Between 1995 and 2021, which are the Top 10 in Approvals by Specialty?

Radiology (41), Cardiology(19), and Neurology(10) are the top 3 specialties with the most FDA approvals for AI-based algorithms. T

Of the top 10 FDA Approval Specialties, Radiology and Cardiology account for 64% of the total number of approvals.

fda_approved_ai_tidy |>
  group_by(Specialty) |>
  summarize("Number of Specialty Approvals" = n()) |>
  arrange(desc(`Number of Specialty Approvals`)) |>
  head(10) |>
  ggplot(aes(
    x = reorder(Specialty, -`Number of Specialty Approvals`),
    y = `Number of Specialty Approvals`
  )) +
  geom_point(size = 6, color = 'red') +
  geom_segment(
    aes(
      x = Specialty,
      xend = Specialty,
      y = 0,
      yend = `Number of Specialty Approvals`
    ),
    color = 'red'
  ) +
  geom_text(aes(label = `Number of Specialty Approvals`), color = "black") +
  labs(title = "Top 10 Specialty Approvals", x = "Specialty", y = "Number of Approvals") +
  theme(axis.text.x = element_text(angle = 65, vjust = .5))

fda_approved_ai_tidy |>
  group_by(Specialty) |>
  summarize("Number of Specialty Approvals" = n_distinct(`FDA Approval Number`)) |>
  arrange(desc(`Number of Specialty Approvals`)) |>
  head(10) |>
  arrange(Specialty) |>
  mutate("Percentage of All Approvals" = round(
    `Number of Specialty Approvals` / sum(`Number of Specialty Approvals`) * 100
  )) |>
  ggplot(aes(x = "", y = `Percentage of All Approvals` , fill = Specialty)) +
  geom_bar(width = 1, stat = "identity") +
  geom_text(aes(label = paste0(`Percentage of All Approvals`, "%")),
            position = position_stack(vjust = 0.5),
            size = 3) +
  theme_void()

Conclusion

Accounting for 44% of the top 10 specialties, Radiology is the most common specialty for FDA approvals of AI-based algorithms.

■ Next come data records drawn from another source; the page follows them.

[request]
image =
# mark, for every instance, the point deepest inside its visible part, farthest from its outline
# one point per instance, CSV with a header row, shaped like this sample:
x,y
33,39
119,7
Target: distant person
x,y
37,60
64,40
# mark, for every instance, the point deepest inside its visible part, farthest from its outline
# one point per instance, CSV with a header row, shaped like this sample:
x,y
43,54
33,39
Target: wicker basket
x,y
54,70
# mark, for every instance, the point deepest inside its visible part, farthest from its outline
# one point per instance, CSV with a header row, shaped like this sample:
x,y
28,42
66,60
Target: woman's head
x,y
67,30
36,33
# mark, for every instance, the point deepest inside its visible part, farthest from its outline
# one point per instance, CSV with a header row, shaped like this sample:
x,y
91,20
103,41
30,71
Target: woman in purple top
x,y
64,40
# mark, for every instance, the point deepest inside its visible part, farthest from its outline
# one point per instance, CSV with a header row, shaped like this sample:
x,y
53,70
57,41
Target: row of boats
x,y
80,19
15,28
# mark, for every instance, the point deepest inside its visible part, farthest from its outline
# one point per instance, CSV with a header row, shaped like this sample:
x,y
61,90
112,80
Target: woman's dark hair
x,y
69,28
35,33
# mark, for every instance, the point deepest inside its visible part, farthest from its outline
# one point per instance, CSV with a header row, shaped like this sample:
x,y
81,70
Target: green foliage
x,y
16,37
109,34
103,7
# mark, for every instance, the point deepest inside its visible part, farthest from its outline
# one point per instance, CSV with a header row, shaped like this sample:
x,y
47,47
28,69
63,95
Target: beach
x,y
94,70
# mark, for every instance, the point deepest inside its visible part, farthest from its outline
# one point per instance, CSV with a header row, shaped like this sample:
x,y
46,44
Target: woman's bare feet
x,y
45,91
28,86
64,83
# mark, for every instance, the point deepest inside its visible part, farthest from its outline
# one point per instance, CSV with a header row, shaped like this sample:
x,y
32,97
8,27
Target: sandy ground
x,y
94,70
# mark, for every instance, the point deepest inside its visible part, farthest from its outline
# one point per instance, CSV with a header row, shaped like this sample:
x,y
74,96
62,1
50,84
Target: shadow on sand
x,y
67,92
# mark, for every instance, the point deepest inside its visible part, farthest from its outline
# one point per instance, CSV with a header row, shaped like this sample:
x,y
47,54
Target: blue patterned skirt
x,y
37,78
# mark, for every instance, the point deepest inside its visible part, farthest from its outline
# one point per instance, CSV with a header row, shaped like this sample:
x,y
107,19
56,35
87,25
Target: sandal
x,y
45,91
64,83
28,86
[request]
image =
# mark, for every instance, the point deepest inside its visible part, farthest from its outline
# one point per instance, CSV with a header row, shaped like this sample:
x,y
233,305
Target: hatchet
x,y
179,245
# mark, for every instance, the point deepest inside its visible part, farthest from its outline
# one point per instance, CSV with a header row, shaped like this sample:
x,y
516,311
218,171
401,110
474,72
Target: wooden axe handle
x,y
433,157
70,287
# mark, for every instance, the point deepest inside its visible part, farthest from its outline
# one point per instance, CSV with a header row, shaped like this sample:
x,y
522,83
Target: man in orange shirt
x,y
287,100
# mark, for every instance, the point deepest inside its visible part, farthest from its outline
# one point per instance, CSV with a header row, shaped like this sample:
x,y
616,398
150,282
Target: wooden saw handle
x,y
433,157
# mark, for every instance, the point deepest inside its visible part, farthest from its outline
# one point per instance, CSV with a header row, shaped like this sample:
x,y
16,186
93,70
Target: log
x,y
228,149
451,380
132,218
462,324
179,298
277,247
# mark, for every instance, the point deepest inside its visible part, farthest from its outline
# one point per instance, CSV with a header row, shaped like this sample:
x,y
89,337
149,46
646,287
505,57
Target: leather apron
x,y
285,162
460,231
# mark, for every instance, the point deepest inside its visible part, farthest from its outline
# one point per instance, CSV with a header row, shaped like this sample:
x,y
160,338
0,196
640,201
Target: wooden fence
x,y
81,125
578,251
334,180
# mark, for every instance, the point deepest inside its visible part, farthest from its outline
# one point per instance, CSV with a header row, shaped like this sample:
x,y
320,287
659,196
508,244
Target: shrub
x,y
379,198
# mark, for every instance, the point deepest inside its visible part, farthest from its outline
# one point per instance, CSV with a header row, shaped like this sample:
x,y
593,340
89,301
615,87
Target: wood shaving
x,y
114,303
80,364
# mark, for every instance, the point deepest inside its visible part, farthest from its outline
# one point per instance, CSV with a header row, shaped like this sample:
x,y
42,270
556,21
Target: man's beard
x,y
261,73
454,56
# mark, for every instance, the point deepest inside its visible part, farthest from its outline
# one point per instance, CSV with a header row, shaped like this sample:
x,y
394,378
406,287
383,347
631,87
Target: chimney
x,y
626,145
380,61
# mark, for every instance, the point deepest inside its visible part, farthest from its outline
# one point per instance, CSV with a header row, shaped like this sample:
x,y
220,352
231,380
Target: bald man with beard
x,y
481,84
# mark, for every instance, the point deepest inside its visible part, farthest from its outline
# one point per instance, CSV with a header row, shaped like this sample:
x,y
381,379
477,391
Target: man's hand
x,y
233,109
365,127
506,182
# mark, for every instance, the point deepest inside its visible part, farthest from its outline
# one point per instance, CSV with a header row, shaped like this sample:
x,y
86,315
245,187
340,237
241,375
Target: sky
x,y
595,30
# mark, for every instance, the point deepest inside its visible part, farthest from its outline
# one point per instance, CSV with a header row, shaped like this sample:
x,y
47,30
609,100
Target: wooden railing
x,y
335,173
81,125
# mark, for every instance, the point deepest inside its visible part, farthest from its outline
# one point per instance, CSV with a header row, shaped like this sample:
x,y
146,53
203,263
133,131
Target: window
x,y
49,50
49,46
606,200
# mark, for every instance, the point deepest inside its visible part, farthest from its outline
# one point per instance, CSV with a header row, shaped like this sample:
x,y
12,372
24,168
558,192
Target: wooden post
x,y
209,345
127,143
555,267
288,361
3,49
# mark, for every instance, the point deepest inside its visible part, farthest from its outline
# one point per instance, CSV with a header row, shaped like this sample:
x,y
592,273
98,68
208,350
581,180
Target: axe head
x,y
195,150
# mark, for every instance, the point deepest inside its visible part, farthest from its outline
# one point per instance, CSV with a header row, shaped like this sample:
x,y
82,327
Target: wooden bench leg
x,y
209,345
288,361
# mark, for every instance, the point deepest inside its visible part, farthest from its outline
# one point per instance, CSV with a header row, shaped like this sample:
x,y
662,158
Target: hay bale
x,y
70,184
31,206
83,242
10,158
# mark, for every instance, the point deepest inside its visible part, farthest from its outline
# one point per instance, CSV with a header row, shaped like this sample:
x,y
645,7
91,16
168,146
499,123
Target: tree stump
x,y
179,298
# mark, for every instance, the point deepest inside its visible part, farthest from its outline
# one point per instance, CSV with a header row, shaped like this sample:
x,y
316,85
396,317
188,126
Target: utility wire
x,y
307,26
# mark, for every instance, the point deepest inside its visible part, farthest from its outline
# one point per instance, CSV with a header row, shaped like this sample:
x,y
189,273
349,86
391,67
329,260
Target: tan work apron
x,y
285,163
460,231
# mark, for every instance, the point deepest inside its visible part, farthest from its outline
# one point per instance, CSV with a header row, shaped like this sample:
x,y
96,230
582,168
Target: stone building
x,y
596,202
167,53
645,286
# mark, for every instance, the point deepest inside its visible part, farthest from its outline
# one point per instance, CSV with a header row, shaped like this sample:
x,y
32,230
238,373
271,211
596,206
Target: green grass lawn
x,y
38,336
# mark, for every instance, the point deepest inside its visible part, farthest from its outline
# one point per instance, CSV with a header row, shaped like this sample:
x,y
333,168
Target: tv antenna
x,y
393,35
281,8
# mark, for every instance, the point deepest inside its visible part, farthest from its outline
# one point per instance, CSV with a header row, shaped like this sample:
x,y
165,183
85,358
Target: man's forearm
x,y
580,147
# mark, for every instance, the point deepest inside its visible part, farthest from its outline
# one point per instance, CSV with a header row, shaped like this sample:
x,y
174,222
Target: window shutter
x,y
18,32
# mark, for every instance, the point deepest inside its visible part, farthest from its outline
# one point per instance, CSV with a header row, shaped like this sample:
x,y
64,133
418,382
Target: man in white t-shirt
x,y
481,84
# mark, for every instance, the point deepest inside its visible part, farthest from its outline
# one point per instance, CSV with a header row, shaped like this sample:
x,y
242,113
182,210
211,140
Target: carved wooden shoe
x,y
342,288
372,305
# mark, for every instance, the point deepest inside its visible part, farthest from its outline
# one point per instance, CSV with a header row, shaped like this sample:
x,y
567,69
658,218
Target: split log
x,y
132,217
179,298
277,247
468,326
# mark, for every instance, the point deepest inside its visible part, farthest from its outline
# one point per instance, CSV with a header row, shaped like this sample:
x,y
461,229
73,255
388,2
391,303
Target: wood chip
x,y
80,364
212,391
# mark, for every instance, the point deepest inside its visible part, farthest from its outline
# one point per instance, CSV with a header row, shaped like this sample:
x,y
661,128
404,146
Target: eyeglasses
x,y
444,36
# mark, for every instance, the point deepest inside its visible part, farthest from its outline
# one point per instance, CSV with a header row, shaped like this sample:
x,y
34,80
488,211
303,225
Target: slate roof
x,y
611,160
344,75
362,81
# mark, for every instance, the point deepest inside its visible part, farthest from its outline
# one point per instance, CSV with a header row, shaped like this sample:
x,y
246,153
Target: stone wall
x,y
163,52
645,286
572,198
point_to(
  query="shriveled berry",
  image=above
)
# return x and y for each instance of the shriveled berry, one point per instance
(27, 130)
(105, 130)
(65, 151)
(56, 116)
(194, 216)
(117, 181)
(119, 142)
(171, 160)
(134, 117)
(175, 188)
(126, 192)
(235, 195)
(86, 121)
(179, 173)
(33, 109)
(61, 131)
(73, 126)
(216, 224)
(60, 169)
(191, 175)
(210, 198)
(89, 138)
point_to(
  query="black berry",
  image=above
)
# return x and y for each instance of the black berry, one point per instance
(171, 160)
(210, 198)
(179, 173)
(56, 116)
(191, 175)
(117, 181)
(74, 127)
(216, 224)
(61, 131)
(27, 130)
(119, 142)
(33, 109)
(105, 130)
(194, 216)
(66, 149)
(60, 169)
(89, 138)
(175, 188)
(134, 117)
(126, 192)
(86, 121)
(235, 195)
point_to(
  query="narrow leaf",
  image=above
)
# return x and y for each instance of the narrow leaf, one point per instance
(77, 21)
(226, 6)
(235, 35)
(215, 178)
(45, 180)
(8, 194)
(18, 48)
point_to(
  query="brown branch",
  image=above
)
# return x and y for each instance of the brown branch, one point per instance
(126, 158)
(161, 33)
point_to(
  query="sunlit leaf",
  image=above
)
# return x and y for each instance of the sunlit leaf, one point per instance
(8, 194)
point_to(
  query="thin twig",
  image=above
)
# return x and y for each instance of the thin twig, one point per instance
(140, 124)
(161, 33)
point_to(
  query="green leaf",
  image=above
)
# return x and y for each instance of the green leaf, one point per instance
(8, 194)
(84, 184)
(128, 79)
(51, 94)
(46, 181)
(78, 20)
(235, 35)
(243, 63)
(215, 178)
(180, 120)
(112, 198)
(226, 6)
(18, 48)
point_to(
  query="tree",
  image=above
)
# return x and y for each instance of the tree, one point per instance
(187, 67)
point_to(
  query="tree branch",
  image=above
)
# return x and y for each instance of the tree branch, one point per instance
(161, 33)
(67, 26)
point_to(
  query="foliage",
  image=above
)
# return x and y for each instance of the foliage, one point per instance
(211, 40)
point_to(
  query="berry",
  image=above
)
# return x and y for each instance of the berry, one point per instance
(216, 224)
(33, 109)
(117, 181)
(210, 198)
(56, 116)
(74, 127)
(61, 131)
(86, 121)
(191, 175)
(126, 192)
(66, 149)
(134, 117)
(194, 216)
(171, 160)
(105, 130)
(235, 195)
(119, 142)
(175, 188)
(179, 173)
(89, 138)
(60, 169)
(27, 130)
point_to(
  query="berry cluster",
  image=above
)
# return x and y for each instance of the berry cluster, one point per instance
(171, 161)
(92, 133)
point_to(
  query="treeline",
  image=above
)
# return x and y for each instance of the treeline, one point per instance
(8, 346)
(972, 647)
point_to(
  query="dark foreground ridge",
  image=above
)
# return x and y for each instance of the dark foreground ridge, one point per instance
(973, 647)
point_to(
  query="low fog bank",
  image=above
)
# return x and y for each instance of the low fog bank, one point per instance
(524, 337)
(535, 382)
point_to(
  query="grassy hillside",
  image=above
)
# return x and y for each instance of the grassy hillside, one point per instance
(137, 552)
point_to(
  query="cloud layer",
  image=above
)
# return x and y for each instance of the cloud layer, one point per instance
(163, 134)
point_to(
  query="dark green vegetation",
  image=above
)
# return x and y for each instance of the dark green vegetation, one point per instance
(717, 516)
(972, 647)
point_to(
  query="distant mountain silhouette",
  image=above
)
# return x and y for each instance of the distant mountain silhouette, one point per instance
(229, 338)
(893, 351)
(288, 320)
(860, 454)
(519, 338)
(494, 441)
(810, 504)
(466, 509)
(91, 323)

This is likely due to the increasing use of AI in medical imaging and the potential for AI to improve diagnostic accuracy and efficiency. According to HealthExec.com, “Artificial intelligence is really good at discerning patterns within the data. There has been a lot of work in the medical imaging space, where AI can really help improve diagnostic capabilities with image recognition.”1 It also seems that in the field of Radiology there is ample data for device developers to draw on from imaging and electrocardiograms.2

Dataset was successfully tidied and transformed to allow for this analysis.